The Bull’s Eye Works in Many Endeavors

The concentric rings that work backward from a bull’s eye of goals for enduring understanding can also work as a pyramid.  From the top down, one must delineate overarching objectives that translate into well-defined goals and fan out into linked activities and criteria for measuring their success.  This is a useful intellectual construct and guide to action that applies to many endeavors.  Our U.S. embassies abroad in more than 160 countries undertake such an annual design process to ensure that their activities fulfill our national objectives.  Otherwise, these myriad efforts might be scattershot and we would risk misusing public resources, that is, your money.  Ditto for designing activities in a classroom, where teachers too are managers of resources, negotiators and shepherds of human potential.  

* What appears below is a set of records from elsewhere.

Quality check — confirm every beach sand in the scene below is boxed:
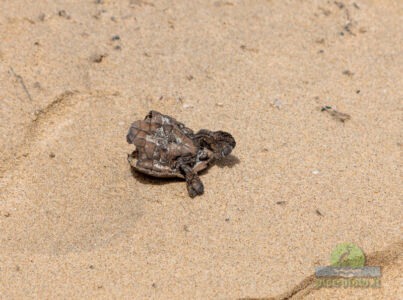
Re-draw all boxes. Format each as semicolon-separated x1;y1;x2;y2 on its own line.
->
0;0;403;299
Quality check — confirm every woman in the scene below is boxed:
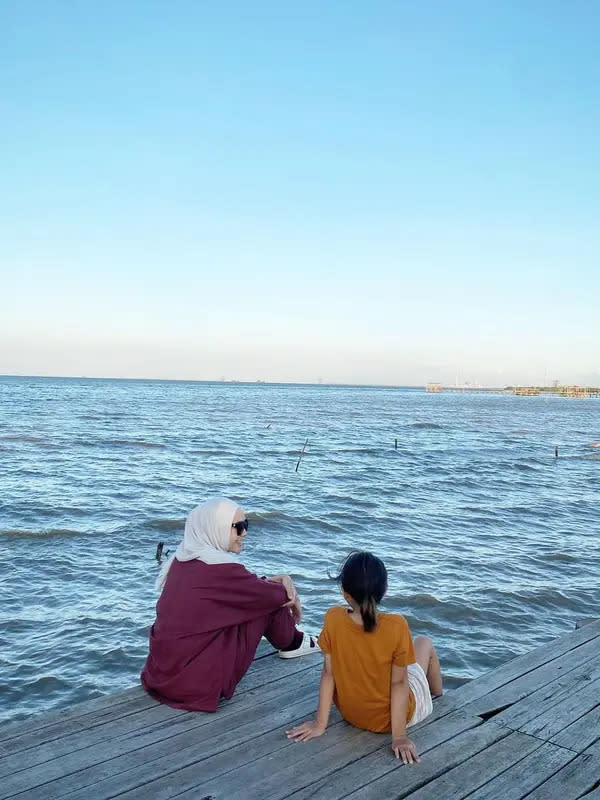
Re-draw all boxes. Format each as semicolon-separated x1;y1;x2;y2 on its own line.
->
141;498;319;711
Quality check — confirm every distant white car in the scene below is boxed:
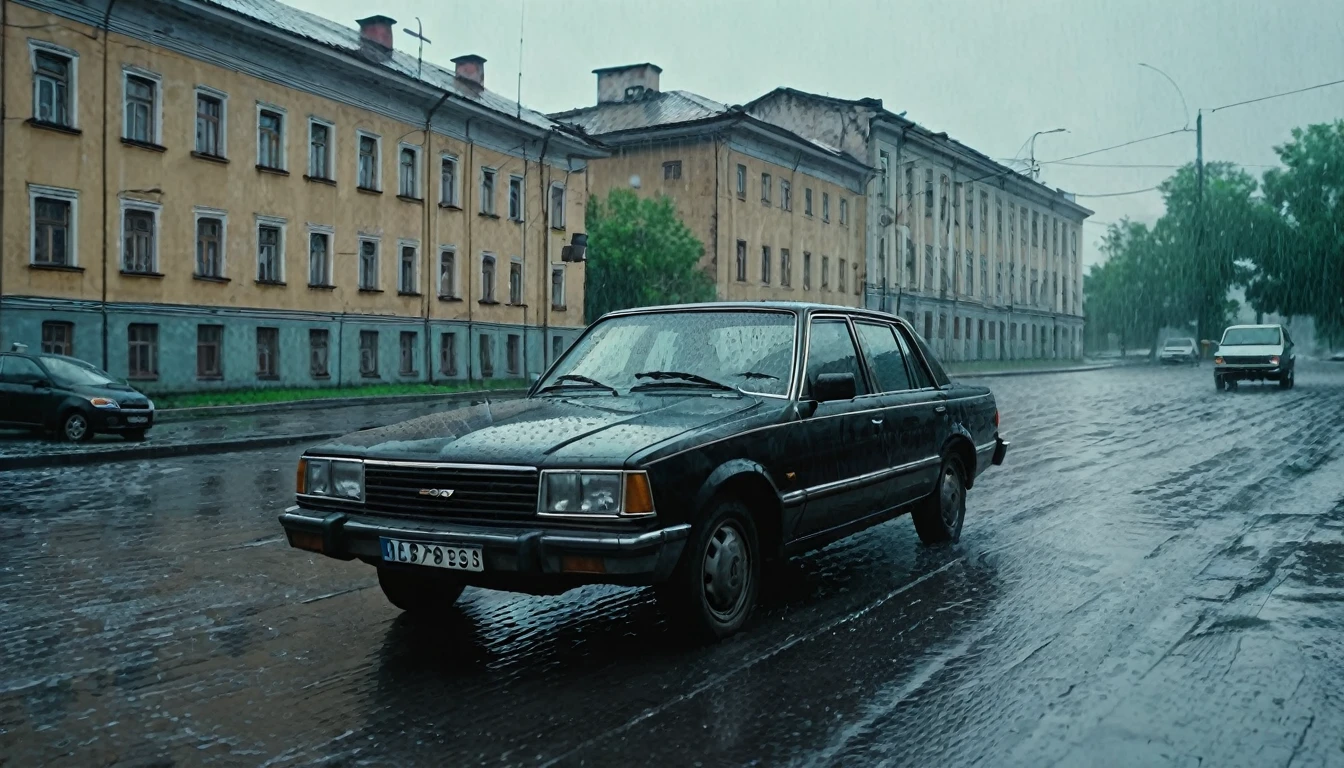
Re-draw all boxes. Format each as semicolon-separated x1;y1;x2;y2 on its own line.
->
1157;338;1199;366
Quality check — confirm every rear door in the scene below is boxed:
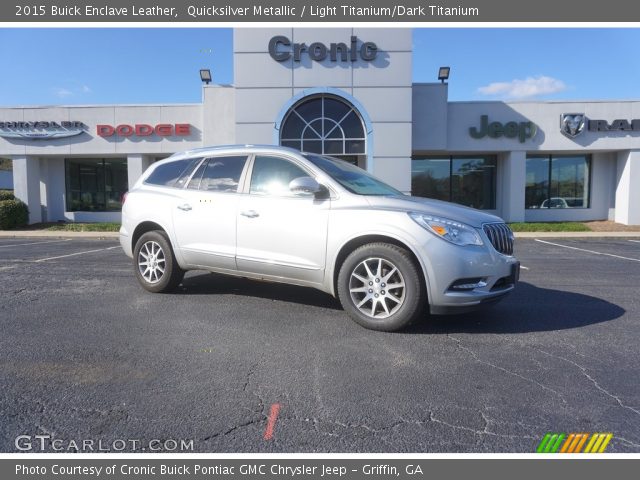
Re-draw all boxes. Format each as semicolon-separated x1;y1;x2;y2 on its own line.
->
173;155;247;270
237;154;331;283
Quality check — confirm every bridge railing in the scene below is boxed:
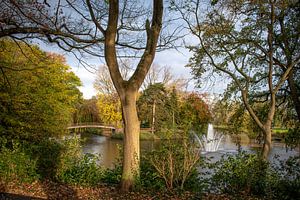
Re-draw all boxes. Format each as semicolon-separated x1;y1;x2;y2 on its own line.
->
69;122;115;127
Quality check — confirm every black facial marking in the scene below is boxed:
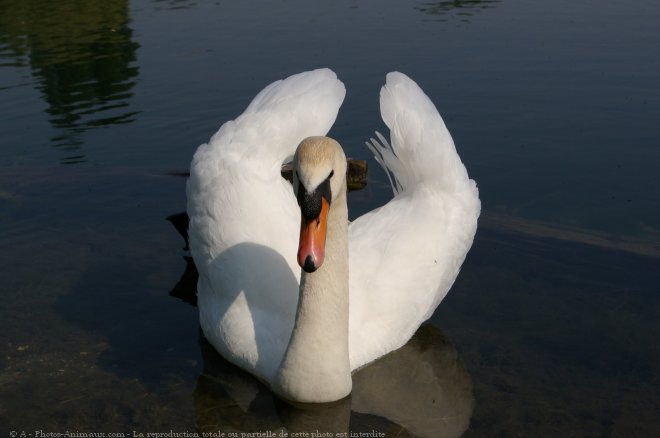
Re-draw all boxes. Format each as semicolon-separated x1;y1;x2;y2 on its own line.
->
298;177;332;220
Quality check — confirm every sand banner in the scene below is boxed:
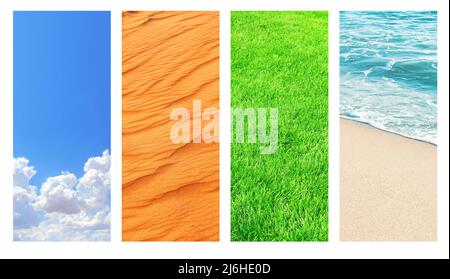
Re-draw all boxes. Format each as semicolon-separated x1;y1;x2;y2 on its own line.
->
122;11;219;241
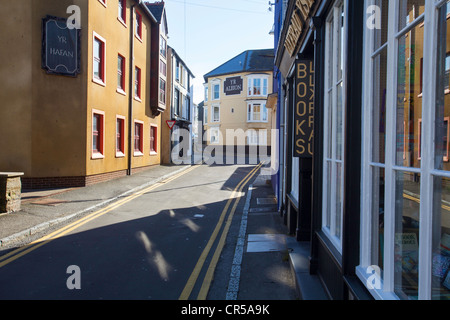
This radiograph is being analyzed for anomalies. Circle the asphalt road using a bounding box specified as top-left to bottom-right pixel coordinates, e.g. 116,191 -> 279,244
0,165 -> 257,300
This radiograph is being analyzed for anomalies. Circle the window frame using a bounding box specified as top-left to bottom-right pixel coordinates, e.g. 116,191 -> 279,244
134,66 -> 142,101
91,109 -> 105,160
92,31 -> 106,86
133,119 -> 144,157
134,10 -> 143,42
247,100 -> 269,123
211,104 -> 220,123
356,0 -> 450,300
149,124 -> 158,156
247,74 -> 269,97
117,53 -> 126,94
321,0 -> 348,254
117,0 -> 127,27
116,115 -> 126,158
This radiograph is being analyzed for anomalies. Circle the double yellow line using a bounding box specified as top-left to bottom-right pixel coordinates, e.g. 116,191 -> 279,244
0,166 -> 198,268
179,163 -> 264,300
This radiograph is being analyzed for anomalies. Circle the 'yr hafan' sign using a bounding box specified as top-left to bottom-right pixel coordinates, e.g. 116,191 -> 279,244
294,60 -> 314,158
42,16 -> 81,77
223,77 -> 243,96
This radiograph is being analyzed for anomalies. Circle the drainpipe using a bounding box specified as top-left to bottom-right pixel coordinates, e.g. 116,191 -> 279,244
127,4 -> 136,176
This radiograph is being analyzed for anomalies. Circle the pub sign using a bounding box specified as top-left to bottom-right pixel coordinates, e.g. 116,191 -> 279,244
42,16 -> 81,77
223,77 -> 243,96
293,60 -> 314,158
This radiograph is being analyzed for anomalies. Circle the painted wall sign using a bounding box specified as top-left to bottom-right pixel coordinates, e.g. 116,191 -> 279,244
284,0 -> 315,57
42,16 -> 81,77
293,60 -> 314,158
223,77 -> 244,96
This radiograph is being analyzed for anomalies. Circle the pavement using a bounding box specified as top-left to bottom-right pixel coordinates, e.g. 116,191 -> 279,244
0,165 -> 325,300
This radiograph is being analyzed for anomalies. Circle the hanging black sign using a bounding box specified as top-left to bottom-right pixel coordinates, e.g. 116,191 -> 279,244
294,60 -> 314,158
42,16 -> 81,77
223,77 -> 243,96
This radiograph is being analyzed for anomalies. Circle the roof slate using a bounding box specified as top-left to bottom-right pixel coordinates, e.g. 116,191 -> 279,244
204,49 -> 275,81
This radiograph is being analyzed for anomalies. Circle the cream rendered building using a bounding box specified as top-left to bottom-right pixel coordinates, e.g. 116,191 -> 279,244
203,49 -> 274,150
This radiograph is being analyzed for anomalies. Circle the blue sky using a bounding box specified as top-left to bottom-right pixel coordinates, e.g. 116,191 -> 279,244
165,0 -> 274,103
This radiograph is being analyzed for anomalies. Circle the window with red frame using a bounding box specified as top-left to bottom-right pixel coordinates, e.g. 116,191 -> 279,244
136,11 -> 142,39
134,122 -> 144,154
150,126 -> 158,154
92,113 -> 103,156
93,36 -> 105,83
116,118 -> 125,156
134,67 -> 141,98
118,0 -> 127,23
117,54 -> 125,91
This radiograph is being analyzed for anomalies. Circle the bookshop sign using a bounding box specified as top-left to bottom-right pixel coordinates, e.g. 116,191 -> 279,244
42,16 -> 81,77
294,60 -> 314,158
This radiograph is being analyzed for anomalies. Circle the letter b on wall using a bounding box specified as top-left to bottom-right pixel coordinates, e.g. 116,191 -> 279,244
66,265 -> 81,290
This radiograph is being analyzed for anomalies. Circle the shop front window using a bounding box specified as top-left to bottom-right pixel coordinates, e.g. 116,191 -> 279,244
322,1 -> 345,251
431,1 -> 450,300
357,0 -> 450,300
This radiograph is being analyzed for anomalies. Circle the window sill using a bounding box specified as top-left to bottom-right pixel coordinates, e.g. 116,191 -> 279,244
91,152 -> 105,160
117,17 -> 128,28
92,78 -> 106,87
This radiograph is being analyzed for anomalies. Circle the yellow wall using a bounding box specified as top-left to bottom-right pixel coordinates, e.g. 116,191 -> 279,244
0,0 -> 87,177
86,1 -> 161,175
204,72 -> 273,146
0,0 -> 161,182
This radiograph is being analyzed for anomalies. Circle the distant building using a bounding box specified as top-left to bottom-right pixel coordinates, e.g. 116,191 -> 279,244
162,46 -> 194,164
0,0 -> 166,188
203,49 -> 274,154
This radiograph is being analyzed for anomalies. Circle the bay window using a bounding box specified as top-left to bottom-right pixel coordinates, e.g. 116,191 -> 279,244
357,0 -> 450,300
322,1 -> 346,252
248,75 -> 269,97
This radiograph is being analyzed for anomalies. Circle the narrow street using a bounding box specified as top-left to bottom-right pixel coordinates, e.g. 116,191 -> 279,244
0,165 -> 259,300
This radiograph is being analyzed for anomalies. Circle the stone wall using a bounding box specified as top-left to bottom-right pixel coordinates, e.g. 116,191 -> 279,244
0,172 -> 23,213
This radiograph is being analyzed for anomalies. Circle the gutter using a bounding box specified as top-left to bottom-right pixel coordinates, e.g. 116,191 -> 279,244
127,1 -> 135,176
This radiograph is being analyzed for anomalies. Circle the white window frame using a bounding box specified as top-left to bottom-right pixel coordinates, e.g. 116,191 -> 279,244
209,127 -> 220,144
247,100 -> 269,123
247,74 -> 269,97
356,0 -> 450,300
322,0 -> 348,254
211,104 -> 220,123
211,79 -> 221,101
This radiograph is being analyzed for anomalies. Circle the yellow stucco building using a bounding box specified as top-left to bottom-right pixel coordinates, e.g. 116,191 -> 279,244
0,0 -> 167,188
203,49 -> 274,149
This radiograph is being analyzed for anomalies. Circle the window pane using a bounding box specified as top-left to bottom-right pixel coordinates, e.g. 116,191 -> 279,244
326,91 -> 334,159
374,0 -> 389,50
434,1 -> 450,171
325,161 -> 333,228
396,26 -> 423,168
398,0 -> 425,31
371,167 -> 385,269
336,5 -> 345,80
334,162 -> 343,239
394,172 -> 420,299
432,1 -> 450,300
372,49 -> 387,163
432,177 -> 450,300
335,83 -> 344,160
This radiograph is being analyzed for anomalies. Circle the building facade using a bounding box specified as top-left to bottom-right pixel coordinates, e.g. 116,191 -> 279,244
203,49 -> 273,156
0,0 -> 163,188
275,0 -> 450,300
162,46 -> 195,164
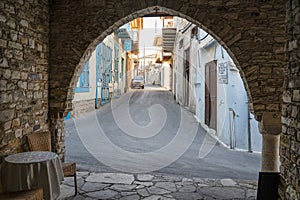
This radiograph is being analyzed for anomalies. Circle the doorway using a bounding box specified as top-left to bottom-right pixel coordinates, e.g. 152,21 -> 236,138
205,60 -> 217,130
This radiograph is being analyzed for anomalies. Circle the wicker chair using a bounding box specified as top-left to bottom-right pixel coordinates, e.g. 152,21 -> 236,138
27,132 -> 77,195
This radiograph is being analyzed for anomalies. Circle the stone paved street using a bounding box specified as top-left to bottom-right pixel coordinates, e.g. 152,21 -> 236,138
59,171 -> 257,200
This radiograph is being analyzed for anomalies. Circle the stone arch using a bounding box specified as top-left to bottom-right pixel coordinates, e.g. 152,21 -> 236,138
49,0 -> 285,155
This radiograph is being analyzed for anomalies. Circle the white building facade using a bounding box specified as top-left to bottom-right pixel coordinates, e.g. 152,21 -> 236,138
172,18 -> 261,152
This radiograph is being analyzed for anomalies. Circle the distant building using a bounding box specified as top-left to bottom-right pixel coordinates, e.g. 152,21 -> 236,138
69,23 -> 136,117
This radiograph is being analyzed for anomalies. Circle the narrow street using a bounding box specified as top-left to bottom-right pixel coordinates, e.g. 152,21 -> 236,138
66,87 -> 260,180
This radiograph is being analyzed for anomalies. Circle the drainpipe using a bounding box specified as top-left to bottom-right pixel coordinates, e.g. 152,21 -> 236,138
248,106 -> 253,153
95,46 -> 99,108
229,108 -> 235,149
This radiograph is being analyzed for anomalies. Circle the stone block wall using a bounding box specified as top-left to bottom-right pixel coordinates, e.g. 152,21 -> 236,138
279,0 -> 300,199
71,99 -> 95,117
0,0 -> 49,155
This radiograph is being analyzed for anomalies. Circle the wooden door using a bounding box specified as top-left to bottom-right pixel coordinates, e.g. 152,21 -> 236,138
205,60 -> 217,130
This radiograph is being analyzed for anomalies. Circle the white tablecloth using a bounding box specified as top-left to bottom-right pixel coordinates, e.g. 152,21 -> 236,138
1,151 -> 63,200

In every U.S. embassy, preparation of the Mission Performance Plan (MPP) is a major annual undertaking.  Consider Mexico City, where dozens of U.S. Government agencies operate under one roof.  Section chiefs come together to articulate Mission Objectives (the bull’s eye or the peak of the pyramid), which must be linked to strategic goals of the White House and State Department.  For example, one objective would probably be to strengthen U.S.-Mexican border security.  Among the goals that emanate from this bull’s eye might be an aim to reduce cocaine trafficking across the border.  “To Do” this goal will require training of an additional 300 Mexican border police and enhanced data sharing.  Activities and indicators of success will take into account the number of police who receive training in the U.S. and in Mexico, with an expectation of a 20% reduction in trans-border trafficking in 2014.  Responsibilities are assigned, with the Drug Enforcement Administration (DEA) taking the lead in coordination with the FBI, DHS and the consular section.

Without such a goal-centric plan, which flows from the abstract to the concrete, we lack intellectual coherence, focus and ballast.  We flounder and we may fail our customers, who are the American public or our students.  We miss the opportunity to pool our efforts and learn from others’ expertise and our interactive engagement.  Whether the design is a circle or a pyramid, it must have enough flexibility to incorporate variables that arise spontaneously, including in the give-and-take of a classroom.  I thus think of the Teacher as a Manager, a Diplomat, Designer and Coach who plans and orchestrates, starting with the bull’s eye, or the peak of that Aztec pyramid, and then never loses sight of it.